Cushing, a former New Hampshire state legislator, experienced the murder of his father, Robert Cushing Jr., in 1988. "Survivors of crime want three things," Cushing said. "First, they want to know exactly what happened to their loved one. Second, they want justice. And third, they want to heal. For many of us, justice and healing come not in the form of taking another life but rather in reconciliation. We wish to reconcile the terrible thing that has happened to us with our belief that no one, not even the least among us, is beyond redemption."

Also winning election to the NCADP Board were Bud Welch, whose daughter, Julie, died in the Oklahoma City bombing; Ajamu Baraka, director of the new Human Rights Network and former regional director of Amnesty International's southern regional office; Abe Bonowitz, executive director of Citizens United for Alternatives to the Death Penalty and Floridians for Alternatives to the Death Penalty; Judy Caruso, a member of the steering committee of the New Mexican Coalition to Repeal the Death Penalty; T.J. Geiger, a Lamar University student in Beaumont, Texas and a member of the Texas Coalition to Abolish the Death Penalty; Ivan Held, a public relations and marketing expert with Time Warner Books; Brian Henninger, a lawyer and former NCADP program coordinator; Shani O'Neal, a Fulbright Scholar, youth activist and New Voices Fellow; and Brian Roberts, a lawyer with death penalty appellate experience who now works for Washington, D.C.'s Public Defender Services.

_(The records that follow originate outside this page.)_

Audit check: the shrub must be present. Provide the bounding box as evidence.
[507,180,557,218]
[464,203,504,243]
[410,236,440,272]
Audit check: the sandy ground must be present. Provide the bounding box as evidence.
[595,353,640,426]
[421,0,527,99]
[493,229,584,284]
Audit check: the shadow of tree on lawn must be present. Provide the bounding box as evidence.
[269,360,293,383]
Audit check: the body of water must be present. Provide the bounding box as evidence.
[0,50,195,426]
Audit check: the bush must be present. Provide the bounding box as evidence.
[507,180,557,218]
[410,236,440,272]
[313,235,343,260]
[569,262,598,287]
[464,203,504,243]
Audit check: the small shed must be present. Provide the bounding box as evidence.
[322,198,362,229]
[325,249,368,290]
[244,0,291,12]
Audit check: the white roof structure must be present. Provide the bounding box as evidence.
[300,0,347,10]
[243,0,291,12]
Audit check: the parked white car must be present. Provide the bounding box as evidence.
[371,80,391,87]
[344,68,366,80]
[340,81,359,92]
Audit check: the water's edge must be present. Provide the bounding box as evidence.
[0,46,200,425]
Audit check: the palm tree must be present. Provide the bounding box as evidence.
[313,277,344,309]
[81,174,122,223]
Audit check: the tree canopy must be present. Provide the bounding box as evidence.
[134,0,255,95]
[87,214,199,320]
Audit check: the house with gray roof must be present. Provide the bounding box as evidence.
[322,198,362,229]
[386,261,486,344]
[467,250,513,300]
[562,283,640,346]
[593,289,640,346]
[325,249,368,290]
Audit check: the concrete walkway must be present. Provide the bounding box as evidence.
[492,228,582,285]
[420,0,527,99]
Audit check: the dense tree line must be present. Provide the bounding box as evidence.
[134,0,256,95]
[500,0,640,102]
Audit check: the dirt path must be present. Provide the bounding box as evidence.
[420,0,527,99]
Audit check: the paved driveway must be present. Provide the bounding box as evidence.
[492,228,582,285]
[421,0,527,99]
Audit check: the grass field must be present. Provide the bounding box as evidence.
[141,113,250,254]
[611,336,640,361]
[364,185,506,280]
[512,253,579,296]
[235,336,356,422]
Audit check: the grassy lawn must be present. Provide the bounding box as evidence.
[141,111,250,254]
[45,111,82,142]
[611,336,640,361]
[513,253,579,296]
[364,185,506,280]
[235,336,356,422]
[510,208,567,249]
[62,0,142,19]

Re-elected to the Board were Thomas Mariadason, secretary; and Veronica White, treasurer. Mariadason works for the Vera Institute of Justice in New York City and White works for New York City's Food Bank. Also re-elected were Jane Bohman, executive director of the Illinois Coalition Against the Death Penalty; Randy Tatel, executive director, Tennessee Coalition Against State Killing; and Claudia Whitman of Citizens United for Rehabilitation of Errants.

The Board elections took place at the annual NCADP conference held last weekend at Galluadet University for the deaf and hard of hearing in Washington DC. At the organization's award banquet Elaine Jones, former director-counsel of the NAACP Legal Defense Fund and a longtime lawyer in the fight against the death penalty, received NCADP's Lifetime Achievement Award.